How to solve $f'(x)=f'(\frac{x}{2})$

Question

How do we solve this given $f'(0)=-1$. It does not look separable. I can integrate both sides but end up with a functional equation with is not helpful.

Answer 1

I will assume that $f:\mathbb{R}\to\mathbb{R}$ is supposed to be $C^1$, so $f'$ exists and is continuous everywhere. Now note that for any $x\in \mathbb{R}$, $f'(x)=f'(x/2)=f'(x/4)=f'(x/8)=\cdots$. But $x/2^n$ converges to $0$ as $n\to\infty$, so continuity of $f'$ now implies $$-1=f'(0)=\lim_{n\to \infty}f'(x/2^n)=f'(x).$$ So $f'(x)=-1$ for all $x$, and thus $f(x)=-x+C$ for some constant $C$.

In fact, the assumption that the derivative is continuous can be eliminated, as explained in detail in Robert Israel's answer.

Answer 2

Obviously $f'(x)=-1$ solves this, taking the anti derivative we get the solution $f(x)=-x+k$.

Answer 3

This is a functional equation for $g(x)=f'(x)$ and the solution is $g(x)=\varphi(\log x)$ where $\varphi(x)=\varphi(x-\log 2)$ is an arbitrary periodic function with period $\log 2$.

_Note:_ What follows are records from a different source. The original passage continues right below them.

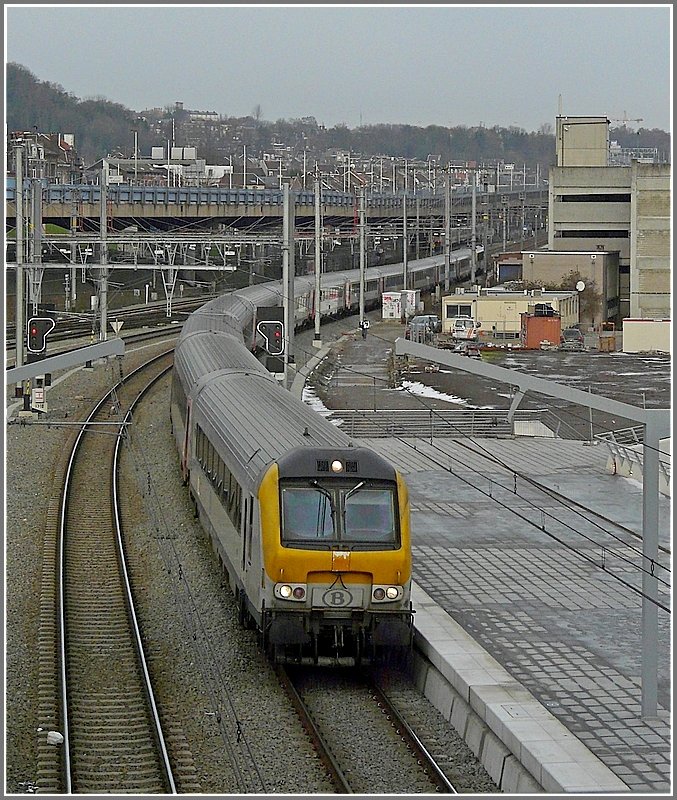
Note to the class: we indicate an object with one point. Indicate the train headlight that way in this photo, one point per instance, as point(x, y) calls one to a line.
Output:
point(384, 594)
point(290, 591)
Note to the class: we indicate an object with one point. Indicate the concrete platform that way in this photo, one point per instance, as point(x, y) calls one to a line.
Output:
point(527, 569)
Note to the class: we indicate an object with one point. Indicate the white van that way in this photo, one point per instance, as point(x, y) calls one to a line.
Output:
point(465, 328)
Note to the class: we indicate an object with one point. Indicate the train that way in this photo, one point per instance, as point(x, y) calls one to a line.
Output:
point(340, 290)
point(312, 529)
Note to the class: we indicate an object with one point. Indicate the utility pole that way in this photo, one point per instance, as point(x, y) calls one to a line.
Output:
point(36, 268)
point(418, 224)
point(317, 340)
point(103, 260)
point(18, 154)
point(136, 154)
point(473, 230)
point(363, 255)
point(447, 227)
point(288, 224)
point(405, 264)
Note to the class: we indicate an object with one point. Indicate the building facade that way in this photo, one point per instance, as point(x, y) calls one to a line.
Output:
point(623, 209)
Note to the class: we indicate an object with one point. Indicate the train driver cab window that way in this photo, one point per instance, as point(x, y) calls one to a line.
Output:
point(370, 516)
point(307, 515)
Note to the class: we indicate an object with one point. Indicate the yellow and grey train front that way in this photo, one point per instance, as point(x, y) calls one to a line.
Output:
point(336, 556)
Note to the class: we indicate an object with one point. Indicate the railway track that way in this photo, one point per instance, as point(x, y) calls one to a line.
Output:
point(363, 741)
point(113, 739)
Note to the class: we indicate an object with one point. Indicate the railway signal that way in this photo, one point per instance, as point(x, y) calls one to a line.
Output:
point(38, 328)
point(273, 336)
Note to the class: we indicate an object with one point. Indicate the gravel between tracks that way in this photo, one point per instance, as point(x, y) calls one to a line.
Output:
point(188, 612)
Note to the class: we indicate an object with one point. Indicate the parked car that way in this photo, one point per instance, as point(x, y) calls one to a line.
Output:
point(571, 339)
point(423, 324)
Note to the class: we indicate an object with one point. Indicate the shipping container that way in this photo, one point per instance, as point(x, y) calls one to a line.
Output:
point(539, 328)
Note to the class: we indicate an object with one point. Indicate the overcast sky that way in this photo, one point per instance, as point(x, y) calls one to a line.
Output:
point(506, 65)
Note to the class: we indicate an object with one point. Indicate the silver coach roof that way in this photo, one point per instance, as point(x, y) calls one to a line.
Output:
point(251, 419)
point(204, 352)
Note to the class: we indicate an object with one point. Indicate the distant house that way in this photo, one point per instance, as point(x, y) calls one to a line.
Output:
point(51, 156)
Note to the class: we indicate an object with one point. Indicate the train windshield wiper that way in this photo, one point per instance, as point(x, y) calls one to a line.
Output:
point(352, 491)
point(321, 510)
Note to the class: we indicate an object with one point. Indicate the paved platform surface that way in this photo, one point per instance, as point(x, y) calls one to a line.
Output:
point(533, 550)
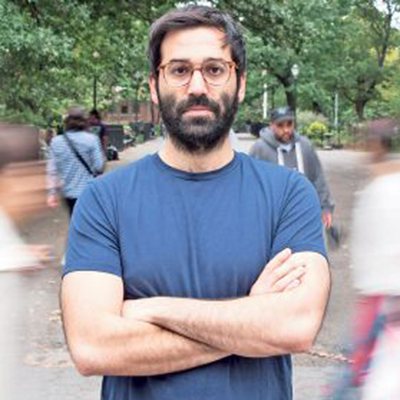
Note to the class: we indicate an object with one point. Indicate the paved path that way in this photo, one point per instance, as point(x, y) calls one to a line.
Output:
point(47, 372)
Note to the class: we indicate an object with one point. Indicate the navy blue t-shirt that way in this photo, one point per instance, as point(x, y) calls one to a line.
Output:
point(200, 235)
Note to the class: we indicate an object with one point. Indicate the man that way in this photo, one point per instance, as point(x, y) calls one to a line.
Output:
point(165, 291)
point(97, 127)
point(281, 144)
point(75, 158)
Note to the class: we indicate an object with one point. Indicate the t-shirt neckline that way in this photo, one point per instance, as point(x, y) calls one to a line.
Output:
point(197, 176)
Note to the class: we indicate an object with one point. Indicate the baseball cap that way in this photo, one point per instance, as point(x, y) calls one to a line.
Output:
point(282, 114)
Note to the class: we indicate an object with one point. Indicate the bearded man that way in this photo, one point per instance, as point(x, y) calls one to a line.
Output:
point(193, 273)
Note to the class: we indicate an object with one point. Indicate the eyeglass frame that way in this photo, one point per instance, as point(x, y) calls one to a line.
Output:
point(230, 64)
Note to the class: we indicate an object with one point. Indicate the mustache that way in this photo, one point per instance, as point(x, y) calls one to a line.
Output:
point(202, 100)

In fact for the equation $g(ax)=bg(x)$ we have $g(aa^x)=bg(a^x)$ and $g(a^{x+1})=bg(a^x)$; then $g(a^x)=\varphi(x)b^x$, where $\varphi(x)$ is an arbitrary periodic function with unit period.

Finally $g(x)=\varphi(\log_ax)x^{\log_ab}$. For $a=1/2$ and $b=1$, $g(x)=\varphi(\log x)$ where $\varphi(x)=\varphi(x-\log 2)$ is an arbitrary periodic function with period $\log 2$.

For $\varphi(x)=C$ constant, we have the particular solution $g(x)=f'(x)=C$ that is $f(x)=Cx+k$ and from $f'(0)=-1$ we have $f(x)=-x+k$.

Answer 4

Suppose $f$ is differentiable everywhere on $\mathbb R$ and $f'(x) = f'(x/2)$ for all $x$. Now $$\dfrac{d}{dx} \left(f(x) - 2 f(x/2)\right) = f'(x) - f'(x/2) = 0$$ so $f(x) - 2 f(x/2)$ must be constant, say $f(x) - 2 f(x/2) = c$. $f$ is continous at $0$ since it is differentiable there, and taking the limit as $x \to 0$ we find $c = -f(0)$. Since the problem is invariant under addition of a constant, we may assume for convenience $f(0)=0$, so $f(x) = 2 f(x/2)$.

Defining $$ g(t) = 2^{-t} f(2^t)$$ we find $$ g(t) = 2^{-t} f(2^t) = 2^{1-t} f(2^{t-1}) = g(t-1) $$ i.e. $g$ is periodic with period $1$.

Now we need $f$ to be differentiable at $0$. We get $$ f'(0) = \lim_{x \to 0} \dfrac{f(x) - f(0)}{x} = \lim_{x \to 0+} g(\log_2 x) = \lim_{t \to -\infty} g(t)$$ But in order for this limit to exist, given that $g$ is periodic, $g$ must be constant; if $f'(0)=-1$ that constant is $-1$, and $f(x) = 2^{\log_2 x} g(\log_2 x) = -x$. Similarly, looking at $2^{-t} f(-2^t)$ we find that $f(x) = -x$ for $x < 0$. Removing the assumption $f(0)=0$, the general solution is $f(x) = -x + k$.